1.- Facilitar comparaciones falsas. Una empresa lanza al mercado una máquina panificadora, pero lastimosamente sus ventas fueron muy bajas. Poco tiempo después lanzó una versión “deluxe” 50% más cara. ¿Resultado? La primera máquina se vendió como pan caliente. Más: muchos se subirían a su coche para manejar 15 minutos a fin de ahorrarse la cuarta parte en la compra de un bolígrafo; en cambio, muy pocos lo harían para ahorrarse esa misma cantidad de dinero en la compra de un traje muy caro.

 

2.- Reforzar las referencias. Salvador Assael creó el mercado de perlas negras, desconocidas para la industria antes de 1973. Su primer intento por venderlas fue un fracaso. Recurrió a un amigo suyo que le permitiera exhibirlas en su joyería de la Quinta Avenida de Nueva York a un precio exorbitante, al tiempo que compró publicidad en las revistas prestigiadas para élites y que sus perlas aparecieran junto a diamantes, rubíes y esmeraldas. ¿Resultado? Las perlas negras pronto fueron consideradas preciosas.

 

3.- Explotar las convenciones sociales. Un colegio de abogados le pidió a varios de sus miembros que ofrecieran sus servicios a precios módicos (digamos unos 100 pesos la hora) para personas de bajos recursos. ¿Resultado? Nadie se ofreció. Fue totalmente distinto cuando se solicitaron voluntarios para brindar servicios gratuitos, ahora sí se apuntaron varios.

 

4.- Comportamientos específicos. Ariely probó con sus alumnos. Los dividió en tres grupos: al primero le impuso la fecha para la entrega del trabajo; al segundo le permitió que no tuviera fecha formal de entrega, y al tercero, le permitió a los alumnos definir ellos mismos la fecha de entrega. ¿Resultado? El primer grupo obtuvo las mejores calificaciones y el segundo (sin fecha formal) las peores. El tercero quedó a la mitad.

 

5.- Utilizar el efecto de la posesión. En la Universidad de Duke se hacen colas durante varias semanas para conseguir boletos para el basquetbol, pero ni así hay garantía de poderlos obtener.
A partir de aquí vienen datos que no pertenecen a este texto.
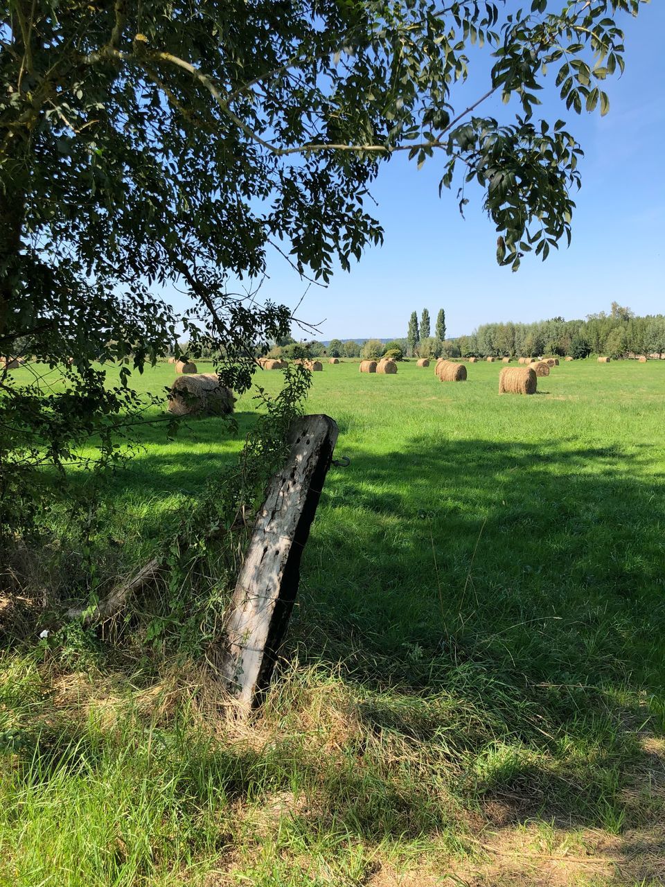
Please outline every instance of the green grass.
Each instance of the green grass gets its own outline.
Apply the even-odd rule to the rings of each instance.
[[[643,868],[575,877],[660,883],[665,364],[562,364],[532,397],[498,396],[500,369],[314,374],[308,411],[336,420],[350,465],[328,475],[285,659],[241,735],[200,676],[93,657],[72,698],[43,650],[5,655],[3,887],[442,875],[481,870],[478,836],[520,823],[549,828],[548,852],[602,833],[623,852],[639,830]],[[175,442],[144,430],[103,491],[122,568],[254,411],[241,397],[239,438],[213,419]]]

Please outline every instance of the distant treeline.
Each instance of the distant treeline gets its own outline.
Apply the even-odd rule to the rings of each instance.
[[[443,351],[449,357],[532,357],[543,354],[575,358],[591,354],[624,357],[665,353],[665,316],[635,317],[630,308],[612,303],[609,314],[589,315],[586,320],[552,318],[533,324],[483,324],[471,335],[450,339]]]
[[[426,336],[417,341],[415,348],[407,336],[390,341],[332,339],[327,344],[316,341],[296,342],[288,337],[274,343],[269,353],[275,357],[293,357],[299,356],[303,347],[312,357],[376,357],[387,352],[397,359],[402,356],[536,357],[545,354],[577,359],[590,355],[626,357],[645,354],[660,357],[665,355],[665,315],[636,317],[630,308],[613,302],[609,314],[590,314],[585,320],[552,318],[532,324],[483,324],[470,335],[443,340]],[[185,344],[181,348],[186,350]]]

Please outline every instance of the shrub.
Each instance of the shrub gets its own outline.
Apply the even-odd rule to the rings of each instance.
[[[383,342],[379,339],[368,339],[360,349],[360,357],[365,360],[374,360],[383,354]]]
[[[402,352],[401,348],[391,348],[387,351],[383,352],[384,357],[389,357],[391,360],[403,360],[404,355]]]

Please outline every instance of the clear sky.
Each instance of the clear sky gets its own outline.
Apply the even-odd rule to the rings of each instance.
[[[307,321],[325,320],[317,338],[404,336],[410,313],[425,307],[433,325],[445,309],[449,336],[489,321],[583,318],[613,300],[638,314],[665,313],[665,3],[619,19],[626,70],[605,82],[609,114],[567,112],[553,90],[535,108],[535,118],[565,120],[585,153],[571,247],[564,242],[545,263],[528,255],[517,273],[499,268],[480,190],[467,193],[462,219],[456,190],[438,196],[442,159],[418,170],[395,157],[372,189],[384,246],[368,249],[350,273],[338,271],[326,289],[311,287],[298,310]],[[467,85],[477,98],[485,83]],[[482,106],[499,121],[508,110],[500,100]],[[268,273],[262,296],[294,307],[307,285],[278,255]]]

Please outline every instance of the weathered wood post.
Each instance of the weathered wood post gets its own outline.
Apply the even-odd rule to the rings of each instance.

Ariely comprobó que los alumnos que no habían lo conseguido estaban dispuestos a pagar 120 dólares por un boleto; en cambio, los que sí adquirieron no los hubieran vendido por menos de 1,600, es decir, hay una diferencia abismal entre los precios. Y es que hay tres fallas fundamentales en la naturaleza humana, afirma Iván Rivera. Nos enamoramos de lo que ya tenemos. Nos concentramos en lo que podríamos perder, más que en lo que podríamos ganar. Asumimos que los demás verán nuestras transacciones desde la misma perspectiva que nosotros.

 

6. ¿Cómo engendrar economías irracionales? La prueba se hizo con estudiantes universitarios. Debían escoger la cerveza que en su opinión era la mejor. Sin que lo supieran, una era Budweiser y la otra también Budweiser pero le añadían dos gotas de vinagre balsámico por cada 30 ml. ¿Resultado? La mayoría escogía la balsámica. Cuando conocían la verdad, sin embargo, cambiaban de opinión. Conclusión: si de entrada revelas un detalle que podría ser negativo, la gente estará de acuerdo contigo.

 

Muchos estudios hacen pensar que el agente económico no es ni perfectamente racional ni tan voluntarioso, ni tan egoísta, como lo ha supuesto la economía convencional. David Rodríguez, estudioso de cómo toman decisiones los individuos (con aplicaciones en finanzas y negocios, economía del hogar y otros), amablemente me envió un mail comentando esta columna y dándome información muy valiosa sobre la economía del comportamiento y en particular sobre Dan Ariely. Le agradezco profundamente su atención.